President Trump Delivers On His Judicial Promise

President Trump Delivers On His Judicial Promise

A piece from BuzzFeed yesterday highlighted that President Trump is delivering on his promises to appoint conservatives to serve on the federal bench

August 1, 2017

A piece from BuzzFeed yesterday highlighted that President Trump is delivering on his promises to appoint conservatives to serve on the federal bench. The article, titled “Trump Is Winning On Judges” explored how the judges the President is appointing will have a significant impact for decades to come:

But amid the chaos, the Trump administration is steadily making progress on a campaign promise that will outlast this administration for decades: the confirmation of federal judges to lifetime positions on the bench. Trump wooed wary Republicans last year with pledges to appoint conservative judges. His administration so far has delivered.

The White House has announced more than two dozen lower court nominees to date, and the Senate Judiciary Committee has been holding hearings and sending nominees to the full Senate for a vote at a regular clip.

Starting with Justice Gorsuch, who President Trump selected to replace Justice Scalia on the Supreme Court, the President has continued to look fill judicial vacancies with individuals that have a record of conservative jurisprudence and a commitment to following the Constitution. On top of that, the President’s nominees have continued to advance through the Senate with the help of outside groups on the right that are very well-organized:

There’s also the fact that Republicans historically have been more organized on judges than Democrats, said David Fontana, a professor at George Washington University Law School who follows judicial nominations. There are numerous interest groups and political factions around issues like health care, he said, but there is a tight-knit community of conservative lawyers who foster and promote court nominees during Republican administrations. 

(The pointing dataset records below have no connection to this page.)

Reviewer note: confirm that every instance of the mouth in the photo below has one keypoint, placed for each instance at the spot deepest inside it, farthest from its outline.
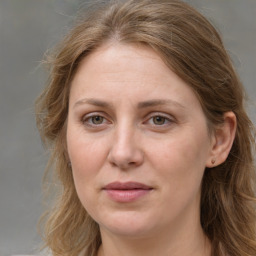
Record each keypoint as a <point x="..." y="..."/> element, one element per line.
<point x="126" y="192"/>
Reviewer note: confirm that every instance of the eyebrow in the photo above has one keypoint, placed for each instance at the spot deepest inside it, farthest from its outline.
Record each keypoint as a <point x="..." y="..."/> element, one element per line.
<point x="92" y="101"/>
<point x="141" y="105"/>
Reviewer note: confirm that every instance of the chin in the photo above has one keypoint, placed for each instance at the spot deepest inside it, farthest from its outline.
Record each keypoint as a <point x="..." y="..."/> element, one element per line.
<point x="129" y="225"/>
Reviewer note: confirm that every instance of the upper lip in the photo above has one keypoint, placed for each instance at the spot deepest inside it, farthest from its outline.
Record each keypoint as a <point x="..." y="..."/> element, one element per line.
<point x="126" y="186"/>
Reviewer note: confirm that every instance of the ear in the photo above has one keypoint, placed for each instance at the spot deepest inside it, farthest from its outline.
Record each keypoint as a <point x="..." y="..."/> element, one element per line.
<point x="222" y="140"/>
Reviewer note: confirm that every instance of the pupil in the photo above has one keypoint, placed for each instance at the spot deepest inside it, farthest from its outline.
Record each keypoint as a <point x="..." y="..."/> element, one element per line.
<point x="97" y="119"/>
<point x="159" y="120"/>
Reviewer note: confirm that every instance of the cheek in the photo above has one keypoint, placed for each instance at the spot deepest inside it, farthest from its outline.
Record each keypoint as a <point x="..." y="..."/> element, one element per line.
<point x="86" y="155"/>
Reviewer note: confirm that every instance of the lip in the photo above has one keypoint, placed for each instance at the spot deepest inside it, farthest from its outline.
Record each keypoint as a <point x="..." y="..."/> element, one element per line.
<point x="124" y="192"/>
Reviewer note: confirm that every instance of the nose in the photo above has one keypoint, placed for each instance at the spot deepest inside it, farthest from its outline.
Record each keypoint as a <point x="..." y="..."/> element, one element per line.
<point x="125" y="151"/>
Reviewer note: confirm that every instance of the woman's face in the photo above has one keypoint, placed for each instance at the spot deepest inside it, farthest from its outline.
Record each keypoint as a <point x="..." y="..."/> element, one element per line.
<point x="138" y="142"/>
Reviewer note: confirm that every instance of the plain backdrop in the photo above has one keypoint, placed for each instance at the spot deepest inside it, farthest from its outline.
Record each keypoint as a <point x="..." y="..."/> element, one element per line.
<point x="27" y="29"/>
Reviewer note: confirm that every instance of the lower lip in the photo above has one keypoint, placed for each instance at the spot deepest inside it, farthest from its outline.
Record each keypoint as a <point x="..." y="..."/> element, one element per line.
<point x="124" y="196"/>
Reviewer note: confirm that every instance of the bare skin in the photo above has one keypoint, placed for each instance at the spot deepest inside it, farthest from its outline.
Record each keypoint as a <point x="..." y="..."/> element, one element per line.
<point x="133" y="121"/>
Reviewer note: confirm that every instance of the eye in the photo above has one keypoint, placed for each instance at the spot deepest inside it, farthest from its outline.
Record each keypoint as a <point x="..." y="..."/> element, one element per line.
<point x="94" y="120"/>
<point x="159" y="120"/>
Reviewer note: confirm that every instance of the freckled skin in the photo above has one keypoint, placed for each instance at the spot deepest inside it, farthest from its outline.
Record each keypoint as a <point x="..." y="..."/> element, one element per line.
<point x="128" y="145"/>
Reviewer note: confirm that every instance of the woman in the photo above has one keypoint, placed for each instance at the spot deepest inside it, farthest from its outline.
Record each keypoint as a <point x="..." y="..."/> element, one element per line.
<point x="150" y="140"/>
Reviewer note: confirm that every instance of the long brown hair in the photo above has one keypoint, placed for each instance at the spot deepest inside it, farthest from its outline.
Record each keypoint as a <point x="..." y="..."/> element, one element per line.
<point x="192" y="48"/>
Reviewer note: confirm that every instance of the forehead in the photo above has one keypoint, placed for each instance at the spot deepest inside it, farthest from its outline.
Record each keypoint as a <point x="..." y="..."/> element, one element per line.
<point x="129" y="71"/>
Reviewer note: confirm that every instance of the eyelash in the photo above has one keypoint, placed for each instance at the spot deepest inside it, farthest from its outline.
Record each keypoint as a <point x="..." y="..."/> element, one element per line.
<point x="88" y="120"/>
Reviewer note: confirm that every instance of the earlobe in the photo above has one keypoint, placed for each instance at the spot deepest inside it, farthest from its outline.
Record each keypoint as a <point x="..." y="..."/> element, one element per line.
<point x="222" y="142"/>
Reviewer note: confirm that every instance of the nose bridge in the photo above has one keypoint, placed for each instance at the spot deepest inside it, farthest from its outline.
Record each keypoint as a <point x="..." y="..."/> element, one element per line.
<point x="125" y="151"/>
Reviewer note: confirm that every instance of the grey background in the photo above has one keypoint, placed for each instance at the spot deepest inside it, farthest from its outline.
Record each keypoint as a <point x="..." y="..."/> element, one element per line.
<point x="27" y="29"/>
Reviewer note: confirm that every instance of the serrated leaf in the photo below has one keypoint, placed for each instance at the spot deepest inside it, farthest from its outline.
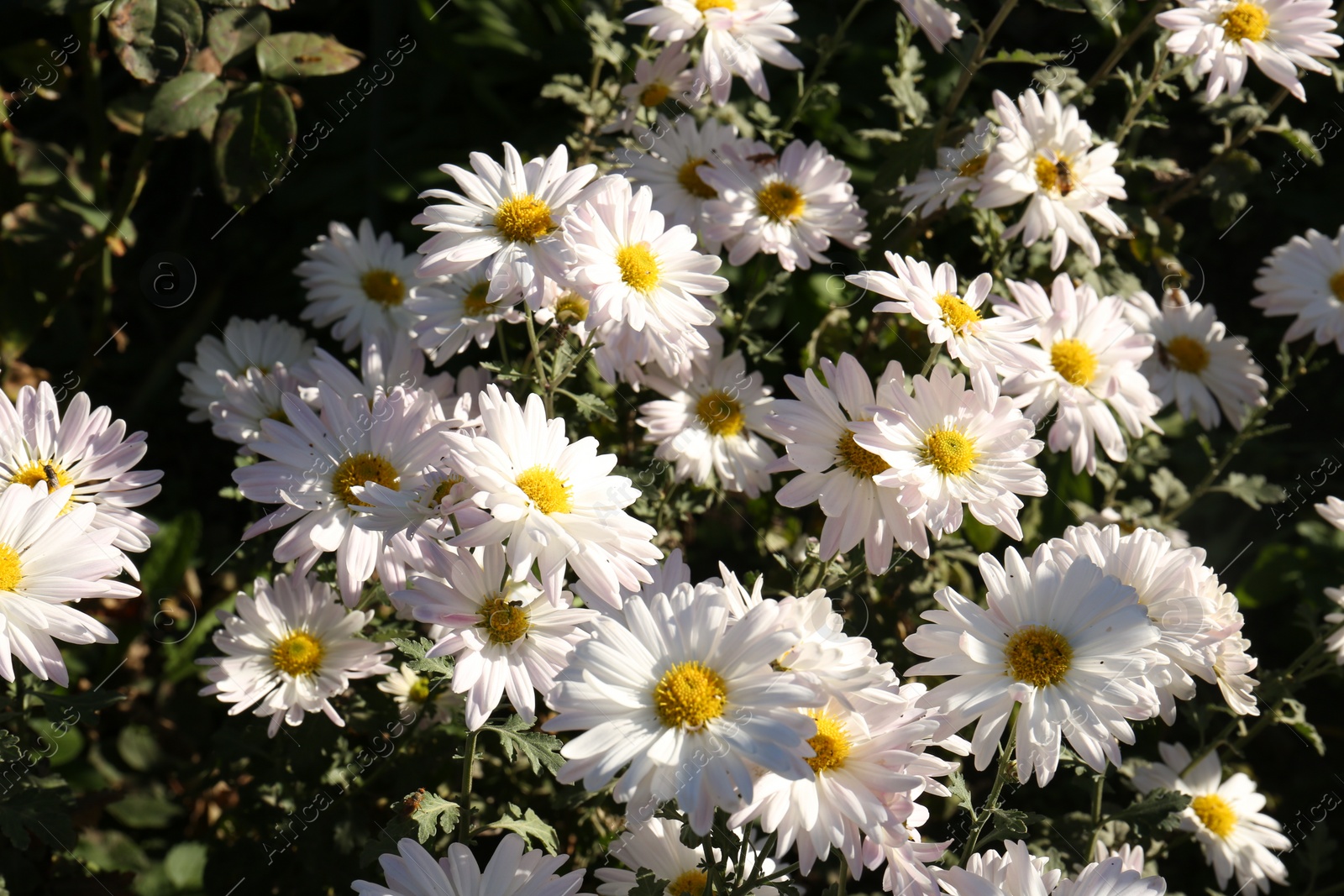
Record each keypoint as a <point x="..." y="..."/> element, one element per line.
<point x="297" y="54"/>
<point x="539" y="748"/>
<point x="530" y="825"/>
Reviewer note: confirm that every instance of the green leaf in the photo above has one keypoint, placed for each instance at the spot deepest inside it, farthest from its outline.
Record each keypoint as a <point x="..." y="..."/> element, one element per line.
<point x="541" y="750"/>
<point x="253" y="140"/>
<point x="530" y="825"/>
<point x="296" y="54"/>
<point x="155" y="38"/>
<point x="185" y="103"/>
<point x="233" y="33"/>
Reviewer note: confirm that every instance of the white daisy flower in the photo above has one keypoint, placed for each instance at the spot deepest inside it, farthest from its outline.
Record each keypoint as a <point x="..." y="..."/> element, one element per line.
<point x="1086" y="367"/>
<point x="633" y="270"/>
<point x="511" y="872"/>
<point x="934" y="19"/>
<point x="1305" y="277"/>
<point x="1182" y="595"/>
<point x="360" y="284"/>
<point x="689" y="701"/>
<point x="245" y="345"/>
<point x="667" y="76"/>
<point x="949" y="446"/>
<point x="412" y="691"/>
<point x="504" y="637"/>
<point x="714" y="425"/>
<point x="1072" y="647"/>
<point x="50" y="555"/>
<point x="87" y="449"/>
<point x="454" y="315"/>
<point x="315" y="464"/>
<point x="738" y="35"/>
<point x="671" y="167"/>
<point x="835" y="470"/>
<point x="289" y="649"/>
<point x="860" y="762"/>
<point x="1225" y="815"/>
<point x="988" y="345"/>
<point x="792" y="206"/>
<point x="1277" y="35"/>
<point x="1195" y="363"/>
<point x="956" y="175"/>
<point x="554" y="501"/>
<point x="510" y="215"/>
<point x="1046" y="154"/>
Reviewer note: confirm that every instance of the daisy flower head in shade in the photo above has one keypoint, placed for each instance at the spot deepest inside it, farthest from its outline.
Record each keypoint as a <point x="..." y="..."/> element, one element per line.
<point x="1068" y="645"/>
<point x="665" y="78"/>
<point x="360" y="284"/>
<point x="289" y="649"/>
<point x="1227" y="35"/>
<point x="632" y="269"/>
<point x="85" y="448"/>
<point x="934" y="19"/>
<point x="987" y="344"/>
<point x="511" y="872"/>
<point x="714" y="425"/>
<point x="313" y="464"/>
<point x="554" y="501"/>
<point x="1195" y="363"/>
<point x="241" y="347"/>
<point x="504" y="636"/>
<point x="1305" y="278"/>
<point x="1225" y="815"/>
<point x="669" y="165"/>
<point x="50" y="557"/>
<point x="949" y="446"/>
<point x="819" y="432"/>
<point x="508" y="214"/>
<point x="1046" y="155"/>
<point x="685" y="699"/>
<point x="1086" y="369"/>
<point x="958" y="172"/>
<point x="454" y="313"/>
<point x="790" y="206"/>
<point x="738" y="35"/>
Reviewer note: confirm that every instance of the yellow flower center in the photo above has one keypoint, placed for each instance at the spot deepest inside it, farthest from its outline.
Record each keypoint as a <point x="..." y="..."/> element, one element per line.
<point x="548" y="492"/>
<point x="383" y="286"/>
<point x="299" y="654"/>
<point x="780" y="202"/>
<point x="655" y="93"/>
<point x="1187" y="354"/>
<point x="721" y="414"/>
<point x="523" y="219"/>
<point x="571" y="309"/>
<point x="831" y="743"/>
<point x="1214" y="813"/>
<point x="690" y="694"/>
<point x="37" y="472"/>
<point x="11" y="571"/>
<point x="638" y="268"/>
<point x="972" y="167"/>
<point x="503" y="621"/>
<point x="1073" y="360"/>
<point x="949" y="452"/>
<point x="1337" y="285"/>
<point x="857" y="459"/>
<point x="1038" y="656"/>
<point x="360" y="469"/>
<point x="956" y="313"/>
<point x="1245" y="22"/>
<point x="691" y="181"/>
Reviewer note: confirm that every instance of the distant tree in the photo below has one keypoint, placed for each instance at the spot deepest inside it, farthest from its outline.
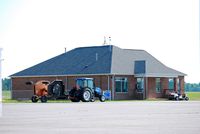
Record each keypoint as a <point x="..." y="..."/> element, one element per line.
<point x="6" y="84"/>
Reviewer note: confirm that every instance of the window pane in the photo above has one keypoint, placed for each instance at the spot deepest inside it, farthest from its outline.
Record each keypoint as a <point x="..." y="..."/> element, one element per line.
<point x="158" y="85"/>
<point x="125" y="86"/>
<point x="140" y="84"/>
<point x="118" y="85"/>
<point x="171" y="84"/>
<point x="121" y="84"/>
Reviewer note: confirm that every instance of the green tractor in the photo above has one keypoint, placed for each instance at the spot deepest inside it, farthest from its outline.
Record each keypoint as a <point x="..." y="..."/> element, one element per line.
<point x="85" y="91"/>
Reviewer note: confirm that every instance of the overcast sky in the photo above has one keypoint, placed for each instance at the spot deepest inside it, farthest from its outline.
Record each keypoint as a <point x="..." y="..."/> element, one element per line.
<point x="32" y="31"/>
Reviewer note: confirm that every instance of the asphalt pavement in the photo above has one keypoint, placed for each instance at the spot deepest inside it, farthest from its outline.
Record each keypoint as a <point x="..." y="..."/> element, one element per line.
<point x="124" y="117"/>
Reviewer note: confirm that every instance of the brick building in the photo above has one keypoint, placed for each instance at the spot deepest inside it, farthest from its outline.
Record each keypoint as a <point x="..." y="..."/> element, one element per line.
<point x="127" y="73"/>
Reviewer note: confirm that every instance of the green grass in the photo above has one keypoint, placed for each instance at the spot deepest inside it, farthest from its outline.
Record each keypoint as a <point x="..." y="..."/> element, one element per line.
<point x="193" y="95"/>
<point x="7" y="98"/>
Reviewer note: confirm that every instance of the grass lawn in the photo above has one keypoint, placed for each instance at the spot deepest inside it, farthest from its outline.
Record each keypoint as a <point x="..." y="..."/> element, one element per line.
<point x="7" y="98"/>
<point x="193" y="95"/>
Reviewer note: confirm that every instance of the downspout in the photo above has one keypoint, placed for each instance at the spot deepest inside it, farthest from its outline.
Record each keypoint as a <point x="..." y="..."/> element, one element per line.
<point x="109" y="86"/>
<point x="113" y="87"/>
<point x="146" y="83"/>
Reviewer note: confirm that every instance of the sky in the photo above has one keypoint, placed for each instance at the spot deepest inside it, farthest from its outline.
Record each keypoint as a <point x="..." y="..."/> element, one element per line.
<point x="32" y="31"/>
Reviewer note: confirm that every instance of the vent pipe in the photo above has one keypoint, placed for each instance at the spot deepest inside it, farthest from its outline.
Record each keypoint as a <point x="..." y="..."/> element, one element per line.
<point x="96" y="56"/>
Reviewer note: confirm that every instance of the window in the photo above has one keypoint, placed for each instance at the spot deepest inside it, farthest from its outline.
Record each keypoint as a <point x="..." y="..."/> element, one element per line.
<point x="171" y="84"/>
<point x="121" y="84"/>
<point x="140" y="85"/>
<point x="158" y="85"/>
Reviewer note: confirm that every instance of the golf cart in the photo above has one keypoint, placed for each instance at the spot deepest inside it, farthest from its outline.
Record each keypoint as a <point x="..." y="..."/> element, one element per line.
<point x="177" y="96"/>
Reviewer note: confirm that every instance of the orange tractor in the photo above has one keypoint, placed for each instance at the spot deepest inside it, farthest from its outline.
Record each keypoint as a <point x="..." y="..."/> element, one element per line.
<point x="45" y="90"/>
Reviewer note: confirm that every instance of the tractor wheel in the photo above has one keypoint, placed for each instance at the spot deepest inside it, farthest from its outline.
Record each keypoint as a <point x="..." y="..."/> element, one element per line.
<point x="86" y="95"/>
<point x="43" y="99"/>
<point x="102" y="98"/>
<point x="186" y="98"/>
<point x="75" y="100"/>
<point x="34" y="98"/>
<point x="92" y="99"/>
<point x="176" y="98"/>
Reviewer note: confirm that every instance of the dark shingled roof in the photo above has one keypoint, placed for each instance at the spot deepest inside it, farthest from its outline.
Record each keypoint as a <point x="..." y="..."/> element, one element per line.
<point x="100" y="60"/>
<point x="85" y="60"/>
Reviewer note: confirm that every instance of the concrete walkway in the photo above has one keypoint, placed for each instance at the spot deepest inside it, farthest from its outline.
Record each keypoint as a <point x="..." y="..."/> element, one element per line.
<point x="129" y="117"/>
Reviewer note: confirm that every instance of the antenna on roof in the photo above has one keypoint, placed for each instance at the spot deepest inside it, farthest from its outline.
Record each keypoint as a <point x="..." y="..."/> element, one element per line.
<point x="104" y="42"/>
<point x="109" y="40"/>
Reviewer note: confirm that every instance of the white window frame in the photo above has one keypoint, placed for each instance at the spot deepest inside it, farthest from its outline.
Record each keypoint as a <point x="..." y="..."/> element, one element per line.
<point x="121" y="79"/>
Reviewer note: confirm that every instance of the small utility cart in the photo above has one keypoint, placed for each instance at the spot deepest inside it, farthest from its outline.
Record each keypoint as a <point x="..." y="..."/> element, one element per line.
<point x="177" y="96"/>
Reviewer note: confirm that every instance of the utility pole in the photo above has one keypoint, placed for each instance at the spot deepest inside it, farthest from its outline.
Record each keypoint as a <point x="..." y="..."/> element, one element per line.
<point x="0" y="77"/>
<point x="0" y="84"/>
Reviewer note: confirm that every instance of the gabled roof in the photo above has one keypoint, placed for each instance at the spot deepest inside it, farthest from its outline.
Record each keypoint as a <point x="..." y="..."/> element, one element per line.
<point x="123" y="61"/>
<point x="85" y="60"/>
<point x="99" y="60"/>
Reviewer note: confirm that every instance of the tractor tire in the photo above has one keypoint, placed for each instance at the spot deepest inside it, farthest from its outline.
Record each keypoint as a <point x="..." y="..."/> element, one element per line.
<point x="34" y="98"/>
<point x="92" y="99"/>
<point x="102" y="98"/>
<point x="75" y="100"/>
<point x="43" y="99"/>
<point x="187" y="98"/>
<point x="86" y="95"/>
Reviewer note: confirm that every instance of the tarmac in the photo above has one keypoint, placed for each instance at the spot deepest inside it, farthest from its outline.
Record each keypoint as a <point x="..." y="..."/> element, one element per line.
<point x="123" y="117"/>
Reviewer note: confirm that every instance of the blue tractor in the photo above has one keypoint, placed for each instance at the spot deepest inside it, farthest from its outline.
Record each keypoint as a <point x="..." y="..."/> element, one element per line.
<point x="85" y="91"/>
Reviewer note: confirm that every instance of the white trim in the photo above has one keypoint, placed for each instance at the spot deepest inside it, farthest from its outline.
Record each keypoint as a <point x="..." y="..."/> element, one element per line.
<point x="58" y="75"/>
<point x="158" y="75"/>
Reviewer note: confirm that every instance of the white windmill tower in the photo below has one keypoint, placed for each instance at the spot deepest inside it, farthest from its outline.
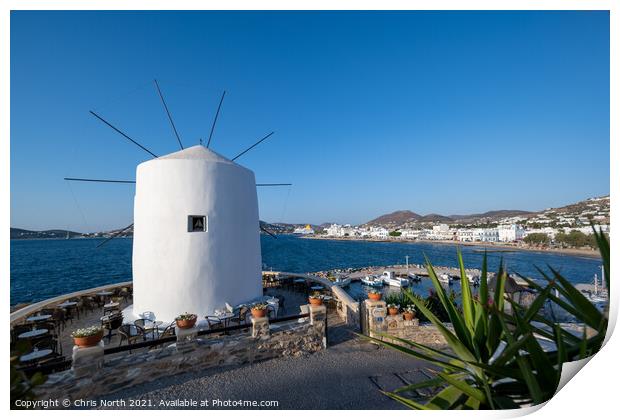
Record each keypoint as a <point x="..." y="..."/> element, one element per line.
<point x="196" y="240"/>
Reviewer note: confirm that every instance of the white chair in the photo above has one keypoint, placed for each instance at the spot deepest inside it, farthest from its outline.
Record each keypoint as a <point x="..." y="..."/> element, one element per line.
<point x="305" y="309"/>
<point x="148" y="315"/>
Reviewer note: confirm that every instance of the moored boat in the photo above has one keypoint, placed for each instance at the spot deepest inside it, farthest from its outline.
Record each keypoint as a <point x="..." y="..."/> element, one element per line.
<point x="390" y="279"/>
<point x="342" y="282"/>
<point x="372" y="281"/>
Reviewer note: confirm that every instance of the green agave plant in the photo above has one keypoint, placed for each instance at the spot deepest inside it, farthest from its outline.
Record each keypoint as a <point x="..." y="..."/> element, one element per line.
<point x="495" y="359"/>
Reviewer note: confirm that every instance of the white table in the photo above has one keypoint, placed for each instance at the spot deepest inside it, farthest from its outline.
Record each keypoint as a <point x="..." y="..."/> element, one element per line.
<point x="275" y="304"/>
<point x="38" y="354"/>
<point x="38" y="318"/>
<point x="33" y="333"/>
<point x="225" y="317"/>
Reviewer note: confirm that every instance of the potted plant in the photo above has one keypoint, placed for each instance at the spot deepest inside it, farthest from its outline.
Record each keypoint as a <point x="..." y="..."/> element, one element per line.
<point x="410" y="313"/>
<point x="259" y="310"/>
<point x="186" y="321"/>
<point x="393" y="308"/>
<point x="87" y="337"/>
<point x="316" y="299"/>
<point x="374" y="295"/>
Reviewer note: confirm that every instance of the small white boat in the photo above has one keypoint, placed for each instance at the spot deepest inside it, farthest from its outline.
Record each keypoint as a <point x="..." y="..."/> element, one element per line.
<point x="445" y="278"/>
<point x="475" y="280"/>
<point x="414" y="277"/>
<point x="372" y="281"/>
<point x="390" y="279"/>
<point x="342" y="282"/>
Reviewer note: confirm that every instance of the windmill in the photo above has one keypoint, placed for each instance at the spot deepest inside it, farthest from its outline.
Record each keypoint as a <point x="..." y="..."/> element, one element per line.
<point x="196" y="240"/>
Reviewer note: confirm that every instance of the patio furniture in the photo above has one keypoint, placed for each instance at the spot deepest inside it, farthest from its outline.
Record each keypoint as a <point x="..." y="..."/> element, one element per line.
<point x="146" y="334"/>
<point x="169" y="331"/>
<point x="111" y="307"/>
<point x="38" y="318"/>
<point x="111" y="322"/>
<point x="148" y="315"/>
<point x="124" y="294"/>
<point x="58" y="315"/>
<point x="36" y="356"/>
<point x="88" y="303"/>
<point x="147" y="328"/>
<point x="126" y="333"/>
<point x="240" y="315"/>
<point x="280" y="303"/>
<point x="47" y="342"/>
<point x="32" y="334"/>
<point x="69" y="308"/>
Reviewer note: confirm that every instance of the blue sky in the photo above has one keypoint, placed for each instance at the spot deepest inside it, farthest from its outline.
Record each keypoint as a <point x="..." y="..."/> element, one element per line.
<point x="436" y="112"/>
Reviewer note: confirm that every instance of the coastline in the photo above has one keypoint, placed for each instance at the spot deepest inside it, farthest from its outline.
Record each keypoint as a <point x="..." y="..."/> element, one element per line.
<point x="590" y="253"/>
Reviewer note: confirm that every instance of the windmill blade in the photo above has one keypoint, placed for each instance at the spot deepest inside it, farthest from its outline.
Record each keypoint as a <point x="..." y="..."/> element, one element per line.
<point x="253" y="146"/>
<point x="123" y="134"/>
<point x="120" y="232"/>
<point x="273" y="235"/>
<point x="169" y="115"/>
<point x="124" y="181"/>
<point x="215" y="119"/>
<point x="116" y="181"/>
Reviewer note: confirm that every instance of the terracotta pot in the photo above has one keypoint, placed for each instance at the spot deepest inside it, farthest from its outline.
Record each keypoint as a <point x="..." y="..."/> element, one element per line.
<point x="90" y="341"/>
<point x="315" y="301"/>
<point x="259" y="313"/>
<point x="374" y="296"/>
<point x="186" y="324"/>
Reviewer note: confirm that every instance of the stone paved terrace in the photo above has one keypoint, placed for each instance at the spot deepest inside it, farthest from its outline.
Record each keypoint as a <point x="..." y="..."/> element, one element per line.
<point x="292" y="301"/>
<point x="349" y="374"/>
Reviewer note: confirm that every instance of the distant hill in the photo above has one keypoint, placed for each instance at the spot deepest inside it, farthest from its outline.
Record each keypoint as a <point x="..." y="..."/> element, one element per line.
<point x="597" y="206"/>
<point x="405" y="217"/>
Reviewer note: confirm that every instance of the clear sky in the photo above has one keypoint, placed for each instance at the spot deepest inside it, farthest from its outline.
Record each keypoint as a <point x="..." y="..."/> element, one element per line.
<point x="435" y="112"/>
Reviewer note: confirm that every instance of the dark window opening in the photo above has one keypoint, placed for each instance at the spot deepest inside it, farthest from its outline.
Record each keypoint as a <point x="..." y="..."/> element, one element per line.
<point x="197" y="223"/>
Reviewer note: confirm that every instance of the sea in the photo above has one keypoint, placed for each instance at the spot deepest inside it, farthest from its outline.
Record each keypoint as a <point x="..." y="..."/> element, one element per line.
<point x="41" y="269"/>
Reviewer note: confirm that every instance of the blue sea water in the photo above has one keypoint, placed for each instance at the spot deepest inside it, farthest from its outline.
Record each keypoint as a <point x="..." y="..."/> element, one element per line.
<point x="41" y="269"/>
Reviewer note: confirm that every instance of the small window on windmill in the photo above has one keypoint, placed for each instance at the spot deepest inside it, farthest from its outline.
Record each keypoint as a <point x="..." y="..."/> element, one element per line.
<point x="197" y="224"/>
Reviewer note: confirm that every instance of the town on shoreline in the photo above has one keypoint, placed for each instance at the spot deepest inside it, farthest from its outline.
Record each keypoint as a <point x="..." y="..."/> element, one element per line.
<point x="581" y="252"/>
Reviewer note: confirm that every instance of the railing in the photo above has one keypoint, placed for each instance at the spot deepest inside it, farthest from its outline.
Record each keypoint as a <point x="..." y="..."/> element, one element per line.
<point x="173" y="338"/>
<point x="22" y="313"/>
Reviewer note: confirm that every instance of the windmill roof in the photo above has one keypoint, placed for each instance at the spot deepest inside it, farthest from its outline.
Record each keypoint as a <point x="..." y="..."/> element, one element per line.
<point x="197" y="152"/>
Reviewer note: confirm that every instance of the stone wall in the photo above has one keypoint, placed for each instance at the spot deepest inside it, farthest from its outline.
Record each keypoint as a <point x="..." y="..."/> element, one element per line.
<point x="347" y="308"/>
<point x="94" y="375"/>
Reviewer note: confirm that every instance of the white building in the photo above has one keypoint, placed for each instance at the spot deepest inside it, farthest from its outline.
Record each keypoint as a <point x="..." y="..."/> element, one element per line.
<point x="196" y="240"/>
<point x="465" y="235"/>
<point x="379" y="232"/>
<point x="441" y="232"/>
<point x="486" y="234"/>
<point x="510" y="233"/>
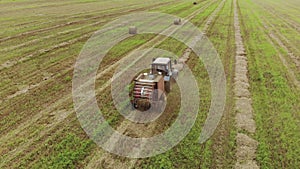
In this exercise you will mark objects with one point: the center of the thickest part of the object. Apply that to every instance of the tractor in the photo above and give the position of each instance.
(148, 88)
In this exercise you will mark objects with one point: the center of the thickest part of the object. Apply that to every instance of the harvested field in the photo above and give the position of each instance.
(256, 41)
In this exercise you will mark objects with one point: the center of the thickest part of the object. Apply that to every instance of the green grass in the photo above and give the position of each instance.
(275, 100)
(66, 153)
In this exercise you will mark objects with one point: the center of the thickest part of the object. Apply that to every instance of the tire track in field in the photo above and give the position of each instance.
(278, 33)
(50, 36)
(64, 100)
(106, 160)
(274, 36)
(53, 35)
(33, 32)
(24, 90)
(222, 140)
(68, 17)
(246, 146)
(288, 22)
(291, 73)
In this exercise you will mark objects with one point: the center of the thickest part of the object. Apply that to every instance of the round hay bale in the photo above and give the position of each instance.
(177, 21)
(132, 30)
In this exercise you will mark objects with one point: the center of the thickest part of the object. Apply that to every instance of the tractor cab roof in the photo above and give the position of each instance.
(161, 61)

That fact, combined with the deference shown to home state senators, meant that there was already a pipeline of candidates for the Trump White House to consider as soon as he took office, Fontana said. He posited that some of Trump’s judicial nominees, such as Newsom, would have been nominated even if Sen. Marco Rubio or Jeb Bush had won the election.

While Senate Democrats continue to try and use every tool in the book to obstruct some of the President’s highly-qualified nominees, including the blue-slip provision, the President has still been able to keep his word and by putting well-credentialed conservatives on the federal bench.